Before a drug can be used in humans, it undergoes rigorous scientific testing to ensure its safety. As the liver has a key role in the removal of drugs and toxic substances from the body, it is very susceptible to drug accumulation and associated liver damage. For this reason, the liver is one of the main organs pharmaceutical companies look at when deciding whether a drug is safe or not. Despite this extensive testing, liver toxicity remains one of the main reasons that drugs are recalled from the market (1).
Questioning the accuracy of animal models
The current gold-standard toxicity tests are animal-based, but the number of drugs being recalled has raised questions over how accurately rodent models can predict adverse effects in humans. In addition to doubts over their safety, animal-based toxicology tests are time consuming, costly and have associated animal welfare issues. Together with an ever-increasing number of new drugs being developed, these issues highlight a growing need for alternative toxicity tests.
Animal free testing
Current animal free tests include growing liver cells in artificial settings, but these often fall short due to the difficulties of growing liver cells in an environment that accurately mimics that of the human body, and existing systems fail to replicate the complex structure and size of the liver.
For this reason, the FRAME Alternatives Laboratory is developing a cell-based liver toxicology model that will allow liver cells to be grown in an environment that is complex and physiologically relevant. To mimic the complex structure of the liver, FRAME aims to utilise the technology of 3D-printing. This method uses a computer to control the addition of material building blocks to form a three-dimensional object.
The challenge is to find a material that can be used for 3D printing, but also allows the growth of liver cells. The FRAME team believes this can be achieved using modified alginate – a naturally occurring substance often extracted from brown seaweed. It is already used in a variety of medical applications as it can be easily modified by adding things such as calcium, resulting in the formation of a hydrogel that is both low-cost and biocompatible.
The FRAME Alternatives Laboratory has further modified alginate hydrogels and has already proven that these can support the growth of a cancerous liver cell-line. With further adaptations, the plan is to provide a printable material that allows the culture of primary hepatocytes, liver cells that have been obtained from human donors.

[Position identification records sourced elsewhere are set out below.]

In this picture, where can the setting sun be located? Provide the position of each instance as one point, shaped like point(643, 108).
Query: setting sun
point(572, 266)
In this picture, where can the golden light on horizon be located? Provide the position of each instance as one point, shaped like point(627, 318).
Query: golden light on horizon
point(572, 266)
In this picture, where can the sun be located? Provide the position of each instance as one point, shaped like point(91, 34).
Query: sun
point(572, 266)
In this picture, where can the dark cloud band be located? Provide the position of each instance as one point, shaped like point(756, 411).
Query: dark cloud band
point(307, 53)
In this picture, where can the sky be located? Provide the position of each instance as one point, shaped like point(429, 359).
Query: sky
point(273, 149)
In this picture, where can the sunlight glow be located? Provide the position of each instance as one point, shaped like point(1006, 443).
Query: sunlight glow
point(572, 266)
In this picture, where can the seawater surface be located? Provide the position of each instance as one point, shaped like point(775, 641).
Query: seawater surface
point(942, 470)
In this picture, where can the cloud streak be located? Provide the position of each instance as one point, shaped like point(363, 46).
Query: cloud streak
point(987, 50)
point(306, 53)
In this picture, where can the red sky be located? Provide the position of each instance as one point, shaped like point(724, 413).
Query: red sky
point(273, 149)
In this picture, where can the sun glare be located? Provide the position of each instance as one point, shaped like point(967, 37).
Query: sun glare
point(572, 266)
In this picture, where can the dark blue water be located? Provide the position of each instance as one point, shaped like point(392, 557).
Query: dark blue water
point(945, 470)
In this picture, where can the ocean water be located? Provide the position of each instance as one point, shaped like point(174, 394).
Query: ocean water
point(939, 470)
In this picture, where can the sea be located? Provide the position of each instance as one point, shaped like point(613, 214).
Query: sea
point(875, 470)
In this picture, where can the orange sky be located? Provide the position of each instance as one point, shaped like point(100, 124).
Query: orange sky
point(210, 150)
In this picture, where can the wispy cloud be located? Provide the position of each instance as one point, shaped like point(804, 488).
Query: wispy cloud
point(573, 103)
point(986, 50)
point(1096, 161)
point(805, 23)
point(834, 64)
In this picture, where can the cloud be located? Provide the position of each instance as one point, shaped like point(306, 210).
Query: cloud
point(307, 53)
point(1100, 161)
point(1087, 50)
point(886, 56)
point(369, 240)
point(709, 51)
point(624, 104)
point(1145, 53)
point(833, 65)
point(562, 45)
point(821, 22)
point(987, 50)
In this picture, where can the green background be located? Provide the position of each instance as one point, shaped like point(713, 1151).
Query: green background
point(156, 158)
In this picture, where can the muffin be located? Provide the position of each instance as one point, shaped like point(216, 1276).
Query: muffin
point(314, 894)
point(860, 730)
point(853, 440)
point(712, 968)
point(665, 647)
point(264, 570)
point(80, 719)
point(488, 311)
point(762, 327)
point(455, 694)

This is not an easy task as there are an endless number of ways to modify alginate hydrogels, and each one needs to be made and then extensively assessed for its effect on liver cells. This is a lengthy process and would significantly slow down the development of this model.
PhD student Elisa Tarsitano is currently optimising the process of a pin printing microarray, which will allow up to 2,862 modified alginates to be screened in one experiment. The most promising alginates can then be analysed and modified further if needed, before being taken forward for 3D-printing.
Once finished, this model has the potential to be used for high-throughput screening, in which large numbers of drugs can be screened quickly and cheaply, so that only the most successful are taken forward into animal models. As the technology develops and its accuracy in predicting toxicity in humans is proven, FRAME hopes that it can completely replace the use of animals in hepatotoxicity testing.
(1) Friedman, Scott E.; Grendell, James H.; McQuaid, Kenneth R. (2003). Current diagnosis & treatment in gastroenterology. New York: Lang Medical Books/McGraw-Hill. pp. 664–679.